I'm not saying there's never a use case for a proxy to do health checks, TLS ter...

mahmoudimus · on Jan 15, 2018

For those who do not know what ECMP means, I found this blog post helpful: https://blog.talentica.com/2016/12/09/hash-based-ecmp-load-b...

tl;dr -- ECMP means Equal Cost Multi-Path

packetslave · on Jan 15, 2018

off the top of my head:

* non-equal-cost loadbalancing (give the Skylake boxes 25% more traffic than the Broadwell boxes)

* ECMP doesn't know anything about service health, so what happens when one app server out of 10 gets wedged and stops responding to requests?

* TLS termination on the proxy means you limit what machines need to hold your private keys.

* what if you want to load-balance or direct traffic based on something other than a 5-tuple hash?

* ECMP doesn't scale very well. Not all that long ago, at $DAYJOB, we had scalability problems because a certain large network vendor couldn't do more than 8 next hops for a single prefix.

_jbez · on Jan 16, 2018

I agree with all that you said except the scaling limits of ECMP. We have boxes that support 64 ECMP destination and I've seen others mention 256: https://youtu.be/ciClZdwHelU

packetslave · on Jan 16, 2018

Nice to hear things have gotten better. 8 and 16 next-hop limits were very common a few years ago, especially on devices that you'd use as a top-of-rack switch.

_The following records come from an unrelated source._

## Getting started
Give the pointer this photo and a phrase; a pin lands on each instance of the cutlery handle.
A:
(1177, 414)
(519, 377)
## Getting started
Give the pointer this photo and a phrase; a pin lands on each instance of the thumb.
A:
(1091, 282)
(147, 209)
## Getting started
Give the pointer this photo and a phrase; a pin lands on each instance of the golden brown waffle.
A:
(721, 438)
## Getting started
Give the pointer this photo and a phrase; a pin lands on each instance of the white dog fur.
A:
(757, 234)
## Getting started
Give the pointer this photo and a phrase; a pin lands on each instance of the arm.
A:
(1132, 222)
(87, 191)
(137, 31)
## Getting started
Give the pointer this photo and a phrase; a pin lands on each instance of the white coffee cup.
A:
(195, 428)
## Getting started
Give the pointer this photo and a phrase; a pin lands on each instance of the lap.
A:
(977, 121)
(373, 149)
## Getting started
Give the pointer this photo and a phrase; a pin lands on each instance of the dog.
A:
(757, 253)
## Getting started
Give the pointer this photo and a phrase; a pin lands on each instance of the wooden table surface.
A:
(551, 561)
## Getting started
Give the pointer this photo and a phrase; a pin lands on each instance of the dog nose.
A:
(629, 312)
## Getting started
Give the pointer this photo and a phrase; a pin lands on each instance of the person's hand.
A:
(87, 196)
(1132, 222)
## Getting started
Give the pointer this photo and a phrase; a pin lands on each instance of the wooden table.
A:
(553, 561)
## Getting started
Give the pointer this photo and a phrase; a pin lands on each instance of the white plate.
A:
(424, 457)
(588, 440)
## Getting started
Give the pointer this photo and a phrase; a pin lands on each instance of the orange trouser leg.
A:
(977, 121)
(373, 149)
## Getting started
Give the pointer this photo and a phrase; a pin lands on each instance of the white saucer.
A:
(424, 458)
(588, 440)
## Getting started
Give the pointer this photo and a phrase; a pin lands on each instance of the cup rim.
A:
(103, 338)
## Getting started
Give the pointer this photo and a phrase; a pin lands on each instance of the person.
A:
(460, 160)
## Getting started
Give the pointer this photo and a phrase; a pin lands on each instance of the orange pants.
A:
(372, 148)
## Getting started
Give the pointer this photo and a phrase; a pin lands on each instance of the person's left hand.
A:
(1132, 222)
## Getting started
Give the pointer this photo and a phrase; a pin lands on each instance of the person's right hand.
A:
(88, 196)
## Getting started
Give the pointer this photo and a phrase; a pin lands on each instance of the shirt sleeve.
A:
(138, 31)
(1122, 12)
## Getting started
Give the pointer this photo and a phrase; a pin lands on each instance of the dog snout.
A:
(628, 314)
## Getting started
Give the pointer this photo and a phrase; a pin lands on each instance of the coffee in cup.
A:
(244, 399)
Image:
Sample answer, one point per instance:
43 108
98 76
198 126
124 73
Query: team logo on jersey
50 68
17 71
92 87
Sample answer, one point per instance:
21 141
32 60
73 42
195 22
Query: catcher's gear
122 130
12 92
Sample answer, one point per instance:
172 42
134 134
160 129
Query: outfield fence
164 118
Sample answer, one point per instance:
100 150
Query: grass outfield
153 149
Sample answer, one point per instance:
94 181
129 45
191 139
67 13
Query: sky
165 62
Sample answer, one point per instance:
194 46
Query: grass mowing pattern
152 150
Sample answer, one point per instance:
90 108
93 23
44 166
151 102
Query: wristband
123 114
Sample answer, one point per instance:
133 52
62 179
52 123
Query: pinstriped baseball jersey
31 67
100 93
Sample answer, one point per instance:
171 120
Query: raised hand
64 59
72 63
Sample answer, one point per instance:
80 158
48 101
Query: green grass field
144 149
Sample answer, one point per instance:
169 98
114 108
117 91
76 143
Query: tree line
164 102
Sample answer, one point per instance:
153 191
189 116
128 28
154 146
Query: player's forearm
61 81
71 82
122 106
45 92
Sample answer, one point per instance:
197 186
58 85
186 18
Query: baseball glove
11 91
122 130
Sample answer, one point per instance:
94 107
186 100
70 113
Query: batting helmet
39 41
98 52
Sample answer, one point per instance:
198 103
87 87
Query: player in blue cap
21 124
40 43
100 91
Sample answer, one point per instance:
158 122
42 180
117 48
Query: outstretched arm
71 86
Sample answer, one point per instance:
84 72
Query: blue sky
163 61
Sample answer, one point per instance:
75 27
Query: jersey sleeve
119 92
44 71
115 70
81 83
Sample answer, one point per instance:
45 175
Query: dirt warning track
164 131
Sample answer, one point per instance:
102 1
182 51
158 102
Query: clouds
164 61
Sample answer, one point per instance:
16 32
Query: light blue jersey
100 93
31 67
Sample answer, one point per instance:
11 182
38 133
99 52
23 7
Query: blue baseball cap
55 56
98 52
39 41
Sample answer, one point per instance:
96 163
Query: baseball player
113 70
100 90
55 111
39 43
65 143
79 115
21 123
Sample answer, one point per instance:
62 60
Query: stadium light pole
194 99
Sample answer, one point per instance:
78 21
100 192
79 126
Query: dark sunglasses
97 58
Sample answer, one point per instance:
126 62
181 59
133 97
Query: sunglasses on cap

ECMP still has some scaling challenges, IMHO, since each destination host still needs to peer with the upstream switch over BGP (unless you do some cleverness).

devonkim · on Jan 15, 2018

I don't understand, Google uses ECMP in Maglev [1]. Is there something specific about Maglev that makes their usage of ECMP viable while the scenarios that you encountered were poor fits?

[1] https://research.google.com/pubs/pub44824.html

packetslave · on Jan 15, 2018

Maglev is a network load balancer that operates at L3/L4. ECMP on the upstream routers spreads traffic for a VIP across a pool of Maglevs, but the Maglev itself does more complicated backend selection.

Envoy is an L7 proxy, so it's the moral equivalent of the Google GFE (which, conveniently enough, is the next layer of load balancing behind Maglev for most Google services).